EPI-321, a Potential Cure for FSHD


Pre-Clinical Research

Poster Number: 260


Alexandra Collin de l'Hortet, Epic-Bio, Abhinav Adhikari, PhD, Epic-Bio, Siddaraju Boregowda, PhD, Epic-Bio, Hao Zheng, Epic-Bio, Osmar Aguirre, Epic-Bio, Andrew Norton, Epic-Bio, Xiao Yang, PhD, Epic-bio, Tengyu Ko, PhD, Epic-Bio, Linsin Smith, PhD, Epic-Bio, Ryan Swan, Epic-Bio, Boonyanudh Jiyarom, Epic-Bio, Feng Jiang, Epic-Bio, Thao Luong, Epic-Bio, Timothy Daley, PhD, Epic-Bio, Daniel Hart, PhD, Epic-Bio, Yanxia Liu, PhD, Epic-Bio

Facioscapulohumeral muscular dystrophy (FSHD) is one of the most prevalent skeletal muscular dystrophies. FSHD is characterized by DNA hypomethylation of D4Z4 repeat units of a macrosatellite array found at the distal end of chromosome region 4q35, which causes a myotoxic expression of DUX4, disrupting numerous signaling pathways that converge on muscle cell death. DUX4 expression is stochastic, which complicates the development of drugs to inhibit its protein expression.
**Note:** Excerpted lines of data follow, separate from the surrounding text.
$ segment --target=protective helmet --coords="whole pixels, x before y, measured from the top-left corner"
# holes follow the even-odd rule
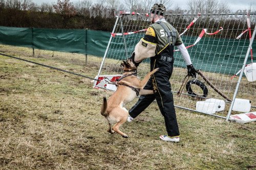
[[[163,16],[166,11],[165,7],[162,4],[155,4],[150,9],[150,13]]]

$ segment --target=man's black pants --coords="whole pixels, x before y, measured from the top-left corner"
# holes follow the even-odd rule
[[[156,99],[164,118],[168,135],[179,136],[179,127],[169,81],[173,72],[173,62],[162,61],[154,57],[151,59],[151,70],[156,68],[159,68],[159,70],[154,74],[144,89],[154,90],[154,94],[140,96],[137,103],[129,110],[129,114],[135,118]]]

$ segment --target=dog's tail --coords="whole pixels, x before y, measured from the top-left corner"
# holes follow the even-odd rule
[[[108,104],[106,103],[106,99],[105,97],[103,98],[103,104],[101,106],[101,110],[100,110],[100,113],[102,116],[106,116],[108,115],[107,113],[106,113],[106,107],[108,106]]]

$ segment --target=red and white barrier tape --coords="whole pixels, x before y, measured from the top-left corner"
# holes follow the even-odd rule
[[[139,31],[135,31],[135,32],[128,32],[128,33],[124,33],[123,34],[122,34],[122,33],[111,33],[111,36],[112,37],[115,37],[115,36],[116,35],[131,35],[131,34],[135,34],[135,33],[137,33],[138,32],[142,32],[142,31],[146,31],[146,30],[147,30],[147,29],[143,29],[143,30],[139,30]]]
[[[189,29],[189,28],[191,27],[191,26],[192,26],[194,23],[195,22],[196,22],[196,21],[197,21],[197,20],[201,16],[201,14],[198,14],[198,15],[197,17],[195,17],[194,18],[193,20],[192,21],[192,22],[190,22],[190,23],[188,25],[188,26],[187,27],[187,28],[186,28],[186,29],[183,31],[183,32],[181,34],[180,34],[180,36],[182,36],[182,35],[183,35],[184,33],[185,33],[187,30],[188,30],[188,29]]]
[[[200,34],[199,35],[199,36],[197,38],[197,39],[196,40],[196,41],[195,41],[194,43],[193,44],[192,44],[192,45],[190,45],[186,46],[186,48],[189,48],[189,47],[190,47],[191,46],[193,46],[195,45],[196,45],[198,42],[199,42],[199,41],[201,40],[201,39],[202,38],[202,37],[203,37],[203,36],[204,36],[204,34],[206,34],[209,35],[212,35],[217,34],[218,33],[219,33],[220,31],[223,30],[223,28],[222,27],[220,27],[220,30],[217,30],[217,31],[216,31],[216,32],[215,32],[214,33],[207,33],[206,32],[207,31],[207,29],[203,29],[203,30],[202,30],[202,32],[201,32]],[[175,51],[175,52],[178,52],[178,51],[180,51],[179,50],[175,50],[174,51]]]
[[[242,37],[242,36],[247,31],[249,31],[249,38],[250,39],[250,42],[251,41],[251,20],[250,19],[250,13],[248,12],[247,13],[247,26],[248,26],[248,29],[244,31],[240,35],[238,36],[236,38],[236,39],[240,39]],[[251,47],[251,50],[250,50],[250,53],[251,53],[251,63],[253,63],[253,56],[252,55],[252,47]]]
[[[249,38],[250,39],[250,42],[251,41],[251,20],[250,19],[250,13],[249,12],[247,13],[247,26],[248,26],[248,29],[244,31],[240,35],[239,35],[238,36],[238,37],[237,37],[236,38],[236,39],[240,39],[244,33],[245,33],[246,32],[247,32],[247,31],[249,31]],[[247,64],[246,65],[246,66],[251,65],[252,64],[252,63],[253,62],[253,56],[252,54],[252,46],[251,46],[250,53],[251,53],[251,64]],[[241,72],[241,69],[240,69],[239,71],[238,71],[238,72],[237,72],[235,75],[234,75],[234,76],[232,76],[232,77],[230,78],[230,80],[233,79],[236,76],[238,75],[238,74]]]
There is no cure for FSHD and current standard of care focuses on managing the symptoms to improve patient quality of life.
At Epic Bio, we leverage our proprietary GEMS (Gene Expression Modulation System) platform to develop a treatment for FSHD that targets the D4Z4 epigenome and to permanently suppress DUX4 expression. Our product, EPI-321, is an AAV serotype rh74 vector encoding a catalytically inactive Cas protein fused to gene-suppressing modulators, under the expression of the CK8e promoter and a guide RNA targeting D4Z4.
EPI-321 was shown to robustly suppress DUX4 expression and downstream cascade in vitro in FHSD patient derived myocytes, indicating proper binding on D4Z4 and subsequent epigenomic silencing. Next, the functionality of EPI-321 in patient-derived myocytes was determined by examining their apoptotic rate upon treatment with NucView® Caspase 3/7 dye. A significant decrease and return to normal myocytes apoptotic levels was observed. Finally, to evaluate in vivo efficacy of EPI-321, we examined the FSHD cell content 24 days following one-time intravenous administration of EPI-321 in a humanized murine model of FSHD. In this model, EPI-321 resulted in a phenotypic rescue with 55% increased survival of skeletal muscle cells.
Taken together, these data support the development of EPI-321 as a one-time gene therapy treatment for FSHD patients. We plan to file an IND by year end 2023, and anticipate initiating first-in-human trials in 2024.